Discussing the impact of the U.S.-China trade war on Guess’s business, CEO Carlos Alberini recently said, “For next year, we expect to reduce the estimated tariff risk from China production into the U.S. to only 12 percent of our total apparel production. We are still working on this to further reduce our dependency on China.”
Imports from Mexico, which saw a precipitous drop in overall apparel shipments in the month, rose 5.56 percent in the first nine months of the year to $625.84 million worth of goods. For the year, Mexico held a 21.98 percent market share, up 6.73 percent from the same period in 2018, a sign that while some companies might be seeking lower-cost Western Hemisphere production for more basic apparel, their longstanding relationships with Mexican factories remain critical.

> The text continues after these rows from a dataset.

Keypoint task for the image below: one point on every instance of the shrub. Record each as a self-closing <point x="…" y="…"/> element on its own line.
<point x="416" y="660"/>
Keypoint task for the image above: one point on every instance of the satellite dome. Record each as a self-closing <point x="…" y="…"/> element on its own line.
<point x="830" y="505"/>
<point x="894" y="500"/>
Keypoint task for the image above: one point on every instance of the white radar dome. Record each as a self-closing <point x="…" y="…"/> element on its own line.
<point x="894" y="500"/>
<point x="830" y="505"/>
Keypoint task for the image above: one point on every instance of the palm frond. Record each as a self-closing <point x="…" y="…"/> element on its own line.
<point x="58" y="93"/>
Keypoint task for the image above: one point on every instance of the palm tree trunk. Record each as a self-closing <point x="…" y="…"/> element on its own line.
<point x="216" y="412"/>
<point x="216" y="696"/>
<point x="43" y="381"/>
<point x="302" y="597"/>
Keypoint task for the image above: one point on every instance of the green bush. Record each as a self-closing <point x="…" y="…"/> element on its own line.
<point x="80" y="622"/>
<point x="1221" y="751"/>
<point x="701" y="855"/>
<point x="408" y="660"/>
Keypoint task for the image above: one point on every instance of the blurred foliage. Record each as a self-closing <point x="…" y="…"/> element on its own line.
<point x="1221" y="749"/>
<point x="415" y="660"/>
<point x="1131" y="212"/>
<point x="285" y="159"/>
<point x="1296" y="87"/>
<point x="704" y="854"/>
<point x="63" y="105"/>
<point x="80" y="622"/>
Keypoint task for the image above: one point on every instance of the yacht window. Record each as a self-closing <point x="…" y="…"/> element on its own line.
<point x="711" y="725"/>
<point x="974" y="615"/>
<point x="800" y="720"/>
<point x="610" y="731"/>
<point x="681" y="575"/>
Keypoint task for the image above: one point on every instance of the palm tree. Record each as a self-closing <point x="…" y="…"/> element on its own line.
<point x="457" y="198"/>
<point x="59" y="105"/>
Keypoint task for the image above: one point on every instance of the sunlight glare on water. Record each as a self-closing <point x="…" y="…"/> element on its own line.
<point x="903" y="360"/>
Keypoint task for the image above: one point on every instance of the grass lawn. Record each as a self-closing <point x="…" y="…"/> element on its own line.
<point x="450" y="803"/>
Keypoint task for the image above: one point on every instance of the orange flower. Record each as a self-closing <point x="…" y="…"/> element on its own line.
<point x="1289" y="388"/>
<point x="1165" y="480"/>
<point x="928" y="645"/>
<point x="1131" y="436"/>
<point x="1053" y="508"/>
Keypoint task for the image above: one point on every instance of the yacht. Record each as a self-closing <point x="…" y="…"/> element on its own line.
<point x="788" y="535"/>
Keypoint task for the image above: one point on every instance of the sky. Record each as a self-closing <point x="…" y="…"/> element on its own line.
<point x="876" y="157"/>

This is likely particularly true in a somewhat soft cycle for jeans. Imports from the world were up just 0.43 percent to $2.83 billion for the first nine months of the year. For the 12 months through September, denim apparel imports grew 2.81 percent to $3.87 billion in value.
It was a mixed picture among the major Asian suppliers. Imports from Vietnam spiked 28.52 percent in the year to date to $263.05 million, Pakistan’s shipments increased 8.97 percent to $194.95 million and Bangladesh imports ticked up 0.46 percent to $420.36 million. But Cambodia’s shipments declined 3.49 percent to $85.17 million and imports from Indonesia fell 9.51 percent to $56.04 million.
Nicaragua was a winner in the period with a gain of 25.83 percent to $94.19 million, as were Egypt, up 13.29 percent to $130.63 million, and Jordan, increasing 11.12 percent to $47.18 million.
The desire for closer-to-market production and generally tariff-free trade helped boost the Western Hemisphere to a 5.36 percent increase in the nine months to $790.84 million, including a 21.38 percent gain from Central American Free Trade Agreement countries for a value of $122.71 million.
Sub-Saharan African countries continue to present duty-free alternative sourcing opportunities, with a 4.16 percent increase in the period to $117.1 million. The region was led by gains by Madagascar, Kenya, Ethiopia, Mauritius and Tanzania.